As part of the HPSP, the Military will cover your tuition, give you a stipend for living expenses, and pay for any necessary textbooks, equipment, or supplies.

Your Service branch will get in touch with your medical school and begin paying your tuition as soon as you are approved for the HPSP.

Your stipend will start accruing on the day your benefits start, and it will be paid to you via direct deposit on the first and fifteenth of each month.

Keep thorough notes of everything you spend money on for school so you may file expense reports.

You get the same active-duty salary and benefits as a second lieutenant in the Army, Air Force, or Navy, or an ensign during your 45-day annual training period.

Interview Process

It is important for applicants to think about and be able to describe their true purpose for pursuing a career in military medicine.

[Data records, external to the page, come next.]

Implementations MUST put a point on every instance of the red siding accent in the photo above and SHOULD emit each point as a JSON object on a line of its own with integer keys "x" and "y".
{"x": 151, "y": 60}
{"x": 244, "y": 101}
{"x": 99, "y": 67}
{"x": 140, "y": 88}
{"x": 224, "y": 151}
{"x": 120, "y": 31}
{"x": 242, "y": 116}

Additionally, candidates ought to be aware of what it entails to serve as both a medical professional and a military commissioned officer.

Know and be able to articulate your key strengths, shortcomings, and teamwork readiness. Even whether the call is virtual or visual, present yourself professionally, and don’t be hesitant to ask questions of your interviewer. You want to learn about their military experiences as well as discuss your potential career as a military physician.

Service Commitment

In some cases, rather than entering a residency right away, you can complete your service commitment as a general medical officer after completing at least a year of post-graduate training and getting your medical license (GMO).

Being a specialized unit, air wing, ship, or submarine connected has some similarities to being a general practitioner.